Alexandra Stamatopoulou

Personal information
- Nationality: Greek
- Born: 7 September 1986 (age 39) Romania

Sport
- Sport: Paralympic swimming
- Disability class: S4
- Club: Tyrtaios
- Coached by: Michalis Nikopoulos

Medal record
Women's para swimming
Representing Greece
Paralympic Games
| Gold medal – first place | 2024 Paris | 50 m backstroke S4 |
| Bronze medal – third place | 2020 Tokyo | 50m backstroke S4 |
World Championships
| Gold medal – first place | 2022 Madeira | 50m backstroke S4 |
| Silver medal – second place | 2017 Mexico City | 50m freestyle S3 |
| Silver medal – second place | 2019 London | 50m backstroke S4 |
| Bronze medal – third place | 2017 Mexico City | 100m freestyle S3 |
| Bronze medal – third place | 2017 Mexico City | 50m backstroke S3 |
European Championships
| Gold medal – first place | 2018 Dublin | 50m backstroke S4 |
| Silver medal – second place | 2024 Funchal | 50m backstroke S4 |
| Bronze medal – third place | 2016 Funchal | 50m freestyle S3 |

= Alexandra Stamatopoulou =

Greek Paralympic swimmer (born 1986)

Alexandra Stamatopoulou (born 7 September 1986) is a Greek Paralympic swimmer.

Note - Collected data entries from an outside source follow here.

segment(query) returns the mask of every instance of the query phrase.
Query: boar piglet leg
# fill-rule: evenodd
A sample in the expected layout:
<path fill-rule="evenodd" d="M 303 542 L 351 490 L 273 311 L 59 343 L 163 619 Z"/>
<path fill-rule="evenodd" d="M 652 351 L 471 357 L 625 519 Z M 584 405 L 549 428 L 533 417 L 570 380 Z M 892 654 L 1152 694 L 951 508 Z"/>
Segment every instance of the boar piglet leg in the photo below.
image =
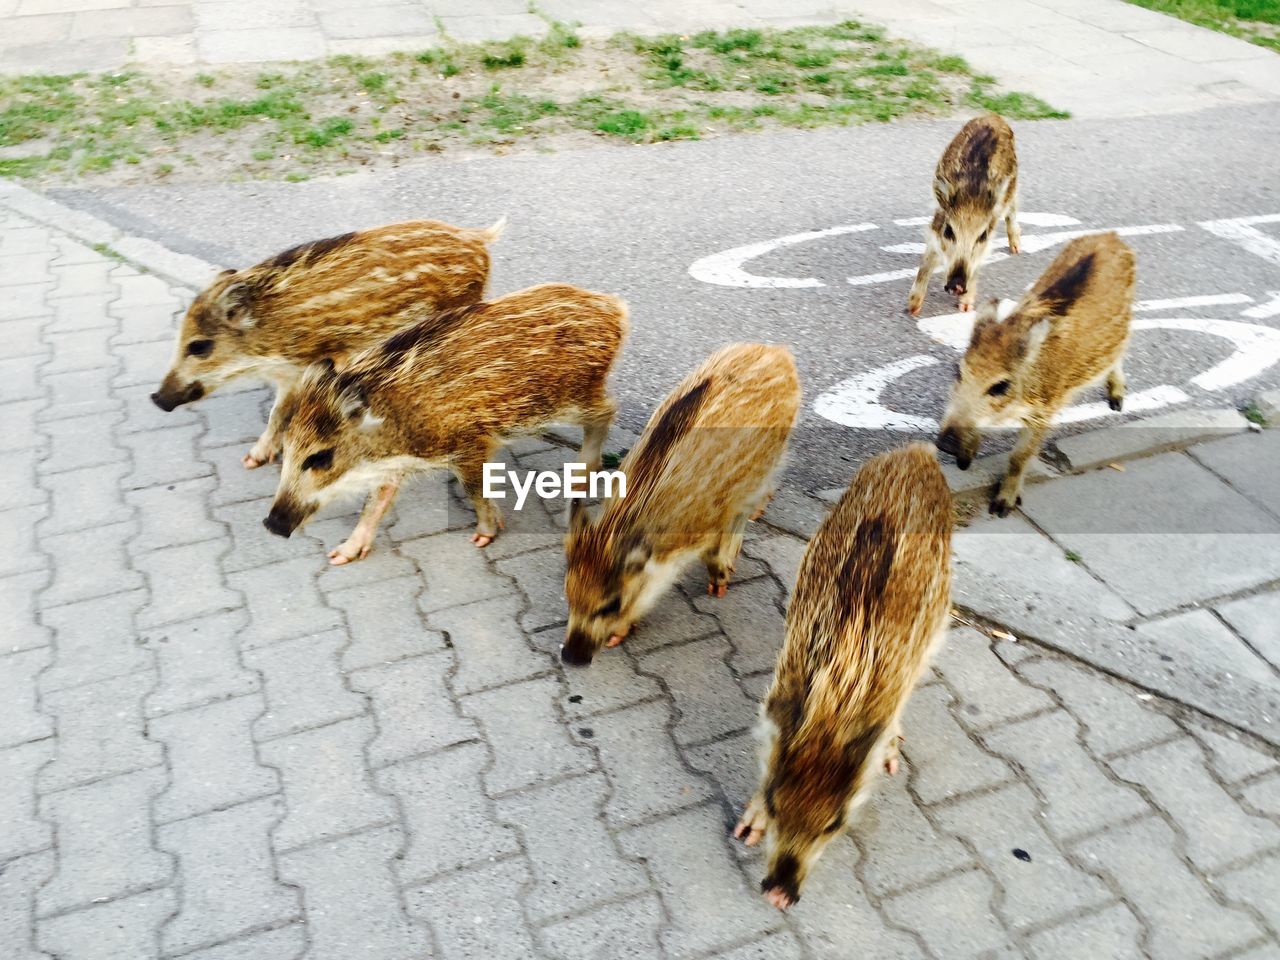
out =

She represented Greece at the Paralympic Games.

==Personal life==
Stamatopoulou was born in Romania, in a very poor family, who had to send her to an institution. She lived there until she became five years old, when she was adopted and relocated to Greece. Her childhood idol was Nadia Comăneci. She has been diagnosed with the stiff-person syndrome.

==Career==
Stamatopoulou represented Greece at the 2016 Summer Paralympics and at the 2020 Summer Paralympics. In Tokyo she won the bronze medal in the 50 metre backstroke S4 event. At the 2024 Summer Paralympics, in Paris, France, Stamatopoulou won the gold medal in the women’s 50m backstroke S4 category. She had announced her retirement from competition at the end of the games.

She was awarded as the Best Greek female athlete with a disability for 2018, 2019, 2021 and 2022.